An interdisciplinary team of researchers from UConn and three partnering universities is developing a suite of open underwater network testbeds that will be demonstrated along the U.S. East, West and Gulf Coasts, where water quality data will be continuously collected and transmitted to on-shore labs. The devices can be outfitted with a variety of sensing technologies to capture a variety of data about the aquatic environment, including salinity, pH, temperature, chemicals and pollutants, hypoxia, turbidity and other characteristics.
Dubbed “Ocean-TUNE” (Ocean Testbed for Underwater Networks Experiments), the project was awarded a three-year $2.65 million grant by the National Science Foundation’s Computing Research Infrastructure (CRI) program in June 2012. UConn’s share of the grant is $1.1 million.
The research team, headed by Dr. Jun-Hong Cui of Computer Science & Engineering (CSE), includes fellow UConn faculty – Drs. Shengli Zhou of Electrical & Computer Engineering and Zhijie (Jerry) Shi of CSE, along with Dr. James O’Donnell of Marine Sciences – and partners at the University of Washington, University of California at Los Angeles, and Texas A&M University. The core UConn team is associated with the Underwater Sensor Networks (UWSN) Lab at UConn, which is co-directed by Drs. Cui and Zhou.
The impetus for the project, notes Dr. Cui, is the growing need for ocean exploration and monitoring. Today, it is recognized that oceans play a vital role in regulating climate, storing and releasing CO2, producing nutrients and foods, and transportation. No open system is currently in place for broad monitoring and data collection by underwater-based networked arrays in oceans around the globe.

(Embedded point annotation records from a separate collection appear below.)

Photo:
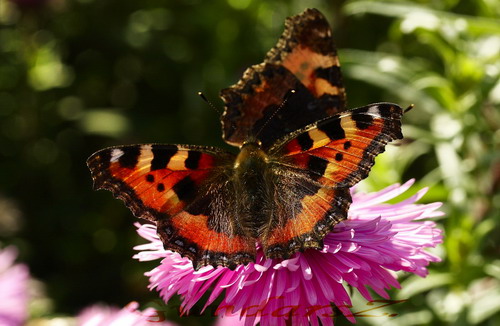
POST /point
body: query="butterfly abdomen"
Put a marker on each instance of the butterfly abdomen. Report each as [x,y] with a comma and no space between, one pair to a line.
[252,187]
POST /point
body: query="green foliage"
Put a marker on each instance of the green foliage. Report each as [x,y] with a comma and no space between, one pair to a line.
[76,76]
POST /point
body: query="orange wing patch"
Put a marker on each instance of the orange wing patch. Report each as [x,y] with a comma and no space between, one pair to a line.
[173,186]
[324,160]
[340,151]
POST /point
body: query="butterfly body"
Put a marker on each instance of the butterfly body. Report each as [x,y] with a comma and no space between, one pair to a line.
[289,184]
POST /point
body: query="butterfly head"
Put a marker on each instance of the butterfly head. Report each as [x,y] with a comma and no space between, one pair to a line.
[251,154]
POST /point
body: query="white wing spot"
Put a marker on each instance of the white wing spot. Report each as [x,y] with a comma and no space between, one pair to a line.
[116,154]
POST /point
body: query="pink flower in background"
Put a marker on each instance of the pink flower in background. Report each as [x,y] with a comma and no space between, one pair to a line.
[361,252]
[100,315]
[13,289]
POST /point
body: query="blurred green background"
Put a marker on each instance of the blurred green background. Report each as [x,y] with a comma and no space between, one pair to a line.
[77,76]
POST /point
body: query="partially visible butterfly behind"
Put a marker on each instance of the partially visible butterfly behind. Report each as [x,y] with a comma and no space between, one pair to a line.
[289,184]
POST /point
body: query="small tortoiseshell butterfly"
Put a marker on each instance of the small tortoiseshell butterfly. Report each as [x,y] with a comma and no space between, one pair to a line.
[289,184]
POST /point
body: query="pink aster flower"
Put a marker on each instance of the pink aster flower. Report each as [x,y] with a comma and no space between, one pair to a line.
[13,289]
[362,251]
[100,315]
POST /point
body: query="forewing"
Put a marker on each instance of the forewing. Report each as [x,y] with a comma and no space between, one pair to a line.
[339,151]
[183,189]
[317,166]
[304,59]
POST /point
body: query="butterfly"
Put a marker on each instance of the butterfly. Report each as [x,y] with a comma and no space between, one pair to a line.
[288,185]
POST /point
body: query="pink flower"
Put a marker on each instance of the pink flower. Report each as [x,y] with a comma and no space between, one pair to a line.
[13,289]
[361,252]
[100,315]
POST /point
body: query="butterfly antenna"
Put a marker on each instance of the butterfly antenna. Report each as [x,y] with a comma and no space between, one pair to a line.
[411,106]
[204,98]
[285,99]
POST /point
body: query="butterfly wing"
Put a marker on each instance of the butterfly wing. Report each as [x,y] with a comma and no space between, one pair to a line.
[185,190]
[304,59]
[316,166]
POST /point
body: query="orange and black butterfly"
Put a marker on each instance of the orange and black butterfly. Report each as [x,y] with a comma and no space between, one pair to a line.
[289,184]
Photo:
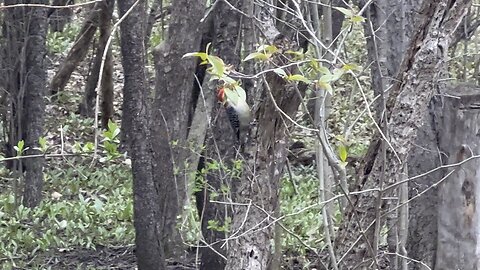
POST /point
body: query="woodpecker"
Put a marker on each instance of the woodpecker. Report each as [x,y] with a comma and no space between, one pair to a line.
[238,114]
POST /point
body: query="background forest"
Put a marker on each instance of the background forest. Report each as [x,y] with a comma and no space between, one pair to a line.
[361,152]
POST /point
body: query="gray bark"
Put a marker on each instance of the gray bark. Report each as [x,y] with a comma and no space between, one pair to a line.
[78,51]
[147,211]
[221,143]
[457,246]
[265,156]
[87,107]
[420,75]
[422,226]
[170,110]
[34,104]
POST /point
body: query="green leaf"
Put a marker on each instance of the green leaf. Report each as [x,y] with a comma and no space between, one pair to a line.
[280,72]
[323,70]
[345,11]
[351,66]
[338,73]
[325,86]
[327,78]
[343,152]
[298,77]
[218,67]
[267,49]
[257,55]
[42,142]
[202,55]
[295,53]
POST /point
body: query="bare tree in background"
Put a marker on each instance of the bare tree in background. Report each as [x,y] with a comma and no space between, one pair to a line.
[25,78]
[420,75]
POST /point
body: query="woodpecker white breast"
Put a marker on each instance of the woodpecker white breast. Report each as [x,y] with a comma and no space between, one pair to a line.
[238,114]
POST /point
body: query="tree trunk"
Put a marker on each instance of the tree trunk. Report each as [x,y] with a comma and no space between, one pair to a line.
[220,146]
[457,245]
[419,76]
[265,156]
[58,18]
[34,104]
[78,51]
[422,225]
[87,107]
[174,82]
[148,237]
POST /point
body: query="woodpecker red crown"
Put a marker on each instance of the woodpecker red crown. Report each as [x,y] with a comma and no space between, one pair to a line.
[221,94]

According to Drs. Cui and Zhou, their patented networked communication devices fill an important niche, because so-called community testbeds have been infeasible until now, lacking a common platform to evaluate and compare various communication and networking algorithms and protocols. Additionally, the expense involved in deploying and maintaining underwater networked sensing testbeds is prohibitive for most researchers. Drs. Zhou and Cui are confident their networked suite will allow for continuous data collection across a common platform, in a wide spectrum of aquatic environments, and reduce the high cost for researchers.

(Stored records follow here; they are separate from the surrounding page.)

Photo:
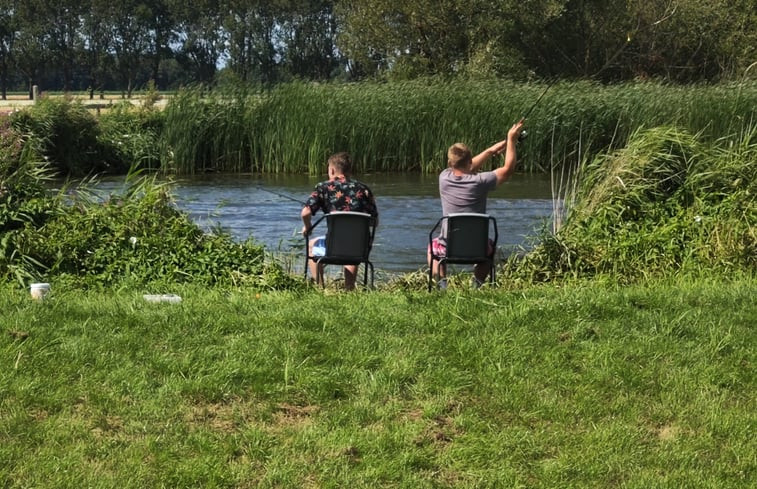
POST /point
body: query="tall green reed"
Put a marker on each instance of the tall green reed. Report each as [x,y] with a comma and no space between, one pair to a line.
[668,202]
[407,126]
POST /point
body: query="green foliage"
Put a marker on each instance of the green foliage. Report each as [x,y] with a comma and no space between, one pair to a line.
[130,136]
[137,237]
[23,199]
[584,385]
[209,131]
[407,126]
[667,203]
[66,133]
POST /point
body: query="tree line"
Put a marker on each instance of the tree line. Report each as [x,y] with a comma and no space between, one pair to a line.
[99,45]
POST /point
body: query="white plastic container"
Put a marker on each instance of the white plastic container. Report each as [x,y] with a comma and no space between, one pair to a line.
[39,290]
[170,298]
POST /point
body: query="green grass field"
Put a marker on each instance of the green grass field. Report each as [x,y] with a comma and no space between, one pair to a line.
[583,385]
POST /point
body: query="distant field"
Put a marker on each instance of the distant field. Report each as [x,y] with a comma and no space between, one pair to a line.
[21,99]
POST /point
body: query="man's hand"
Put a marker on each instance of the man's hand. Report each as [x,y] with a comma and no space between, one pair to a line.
[514,133]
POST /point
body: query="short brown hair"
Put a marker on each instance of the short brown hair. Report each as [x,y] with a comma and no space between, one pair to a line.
[459,156]
[342,162]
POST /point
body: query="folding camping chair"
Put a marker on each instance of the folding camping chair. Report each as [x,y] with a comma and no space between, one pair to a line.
[349,238]
[467,240]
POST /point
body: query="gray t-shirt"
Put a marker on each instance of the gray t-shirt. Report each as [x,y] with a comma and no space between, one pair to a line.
[464,193]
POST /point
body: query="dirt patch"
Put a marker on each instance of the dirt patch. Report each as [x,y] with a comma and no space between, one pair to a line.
[290,415]
[668,433]
[217,417]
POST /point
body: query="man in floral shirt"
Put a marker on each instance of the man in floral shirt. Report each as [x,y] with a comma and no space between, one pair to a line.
[338,193]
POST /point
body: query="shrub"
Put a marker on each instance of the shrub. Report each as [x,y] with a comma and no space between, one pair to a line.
[664,204]
[66,135]
[136,238]
[130,136]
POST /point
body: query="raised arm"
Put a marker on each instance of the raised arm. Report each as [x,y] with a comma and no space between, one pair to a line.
[485,155]
[511,155]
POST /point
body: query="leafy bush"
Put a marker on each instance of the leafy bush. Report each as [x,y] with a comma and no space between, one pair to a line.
[66,135]
[129,136]
[23,199]
[136,238]
[666,203]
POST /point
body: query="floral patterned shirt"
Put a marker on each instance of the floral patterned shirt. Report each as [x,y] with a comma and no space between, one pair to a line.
[342,194]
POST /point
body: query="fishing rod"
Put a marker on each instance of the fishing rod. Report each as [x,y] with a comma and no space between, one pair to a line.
[285,196]
[524,133]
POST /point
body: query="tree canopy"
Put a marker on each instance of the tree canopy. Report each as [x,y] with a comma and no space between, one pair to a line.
[105,45]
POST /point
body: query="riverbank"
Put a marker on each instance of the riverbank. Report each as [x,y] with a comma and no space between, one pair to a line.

The central feature of the Ocean-TUNE devices is a high-performance underwater networked acoustic modem initially developed at UConn and later transformed into a robust commercial product by a UConn spin-off company. The design overcomes major challenges presented by the ocean environment: poor transmission of radio waves in water and low acoustic bandwidth, long propagation delays, and high error rates. Significantly, the devices are capable of transmitting data up to 3-5 km away, according to Dr. Cui, and the apparatuses are protected by a housing that can withstand the harsh ocean environment. Outfitted with a solar panel and battery, the units can remain functional continuously now, though alternative energy systems are being explored, including a microbial fuel cell (MFC) being developed by Dr. Baikun Li (Civil & Environmental Engineering) and Dr. Lei Wang (Electrical & Computer Engineering) at UConn.

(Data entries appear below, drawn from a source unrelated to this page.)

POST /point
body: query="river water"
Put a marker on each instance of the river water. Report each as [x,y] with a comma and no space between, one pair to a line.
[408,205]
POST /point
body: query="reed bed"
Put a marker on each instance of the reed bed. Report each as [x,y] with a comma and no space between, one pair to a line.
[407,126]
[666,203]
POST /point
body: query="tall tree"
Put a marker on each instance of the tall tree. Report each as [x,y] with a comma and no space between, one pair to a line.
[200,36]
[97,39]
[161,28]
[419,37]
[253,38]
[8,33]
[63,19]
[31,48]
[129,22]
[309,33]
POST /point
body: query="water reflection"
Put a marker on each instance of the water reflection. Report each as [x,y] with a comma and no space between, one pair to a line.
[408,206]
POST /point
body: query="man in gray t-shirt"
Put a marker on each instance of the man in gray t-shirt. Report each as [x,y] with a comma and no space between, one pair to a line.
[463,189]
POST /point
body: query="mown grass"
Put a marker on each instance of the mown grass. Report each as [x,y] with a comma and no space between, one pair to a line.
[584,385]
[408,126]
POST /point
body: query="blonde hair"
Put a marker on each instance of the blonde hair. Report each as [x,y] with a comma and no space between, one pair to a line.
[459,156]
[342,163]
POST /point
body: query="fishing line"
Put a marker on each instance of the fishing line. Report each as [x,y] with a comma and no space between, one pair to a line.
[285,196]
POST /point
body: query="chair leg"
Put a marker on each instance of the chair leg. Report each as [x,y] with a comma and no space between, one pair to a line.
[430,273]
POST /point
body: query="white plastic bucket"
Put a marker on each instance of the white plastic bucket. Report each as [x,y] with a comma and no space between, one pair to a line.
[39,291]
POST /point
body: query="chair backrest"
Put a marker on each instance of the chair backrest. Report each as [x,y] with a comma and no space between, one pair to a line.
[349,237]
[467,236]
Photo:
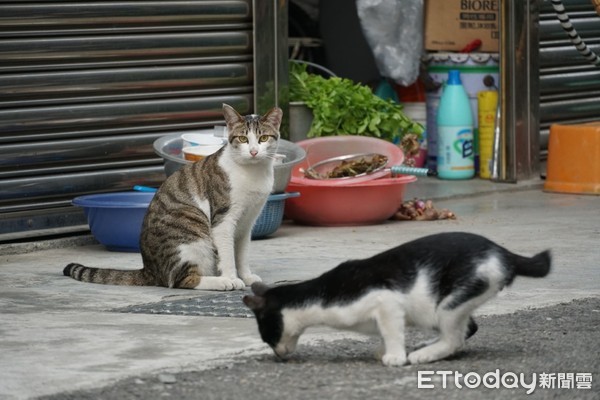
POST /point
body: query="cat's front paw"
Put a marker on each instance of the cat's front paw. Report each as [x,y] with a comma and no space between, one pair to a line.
[422,356]
[250,279]
[394,360]
[220,283]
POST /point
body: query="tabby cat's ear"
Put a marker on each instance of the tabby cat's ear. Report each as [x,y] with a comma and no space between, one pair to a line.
[254,302]
[273,117]
[232,117]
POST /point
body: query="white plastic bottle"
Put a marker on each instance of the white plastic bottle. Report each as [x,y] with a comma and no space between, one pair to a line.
[456,151]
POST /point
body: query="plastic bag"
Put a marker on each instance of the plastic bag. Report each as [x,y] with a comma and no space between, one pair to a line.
[394,31]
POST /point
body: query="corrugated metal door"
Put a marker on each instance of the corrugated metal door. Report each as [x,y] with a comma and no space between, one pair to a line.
[86,87]
[569,85]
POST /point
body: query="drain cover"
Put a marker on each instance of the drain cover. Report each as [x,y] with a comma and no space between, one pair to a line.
[225,304]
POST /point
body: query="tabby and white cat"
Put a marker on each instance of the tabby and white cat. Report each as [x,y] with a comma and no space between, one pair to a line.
[434,282]
[197,229]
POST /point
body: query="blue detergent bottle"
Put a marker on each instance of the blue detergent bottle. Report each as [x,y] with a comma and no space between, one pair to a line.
[456,151]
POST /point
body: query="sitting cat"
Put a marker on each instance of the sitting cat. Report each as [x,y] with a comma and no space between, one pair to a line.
[433,282]
[196,232]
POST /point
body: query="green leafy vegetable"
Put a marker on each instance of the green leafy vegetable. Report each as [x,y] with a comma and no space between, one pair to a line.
[343,107]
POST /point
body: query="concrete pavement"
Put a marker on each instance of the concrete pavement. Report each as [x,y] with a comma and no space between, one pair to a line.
[59,335]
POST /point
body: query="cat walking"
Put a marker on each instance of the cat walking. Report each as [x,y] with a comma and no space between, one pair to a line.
[435,282]
[197,229]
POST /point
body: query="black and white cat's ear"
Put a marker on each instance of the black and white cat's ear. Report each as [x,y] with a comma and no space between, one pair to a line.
[232,117]
[254,302]
[273,117]
[259,288]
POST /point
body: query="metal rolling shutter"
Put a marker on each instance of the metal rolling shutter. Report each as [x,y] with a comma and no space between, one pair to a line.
[569,85]
[86,87]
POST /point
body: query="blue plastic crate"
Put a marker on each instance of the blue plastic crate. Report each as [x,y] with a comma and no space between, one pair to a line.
[271,215]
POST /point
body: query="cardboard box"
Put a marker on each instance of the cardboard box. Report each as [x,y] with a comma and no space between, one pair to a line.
[450,25]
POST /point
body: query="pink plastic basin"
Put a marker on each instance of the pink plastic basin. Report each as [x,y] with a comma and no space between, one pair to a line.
[320,149]
[324,203]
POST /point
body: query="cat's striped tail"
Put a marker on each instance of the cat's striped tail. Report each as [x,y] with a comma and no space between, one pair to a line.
[537,266]
[107,276]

To date, Dr. Cui said, the units have been tested both near the shoreline and at greater distances from shore for periods of up to six weeks in Long Island Sound, where they successfully collected and transmitted data. Earlier tests targeted Chesapeake Bay, the open Atlantic Ocean and Taiwan Strait, where they performed well over extended periods.
Long-term, with four testbeds in Long Island Sound, Hood Canal – a finger-like offshoot of Puget Sound, Santa Monica Bay, and Texas’ Galveston Bay, the team expects to keep the suite operating round-the-clock and to make the data collected available to anyone with a cellular phone, according to Dr. Cui. Furthermore, the team plans to allow researchers around the world to schedule “time shares” on the networks, adapted with sensors to capture data of interest. The suite is attractive not only to the research community but also to a myriad of industrial and governmental interests. Environmental organizations could use the devices to detect oil spills in the Gulf or chemical releases from manufacturing plants along the shoreline; the military might – for example – use the devices to detect chemical traces associated with mines; and the fishing industry may seek data about the health of food fish populations.
“It’s very exciting. This is going to be the first testbed of its kind in the world,” says Dr. Cui.
The research team and other collaborators at UConn have secured more than $3.5 million in National Science Foundation funding since August 2012 centering on the core underwater network technologies. In addition to the Ocean-TUNE project, the awards include: “Cooperative Underwater Robotic Networks for Discovery & Rescue” (C. Cao, K. Kazerounian, J.-H. Cui), “DoS Attacks and Countermeasures in Underwater Wireless Networks” (Z. Shi, S. Zhou, J.-H. Cui), and “I/UCRC for Smart Ocean Technologies” (J.-H. Cui, S. Zhou).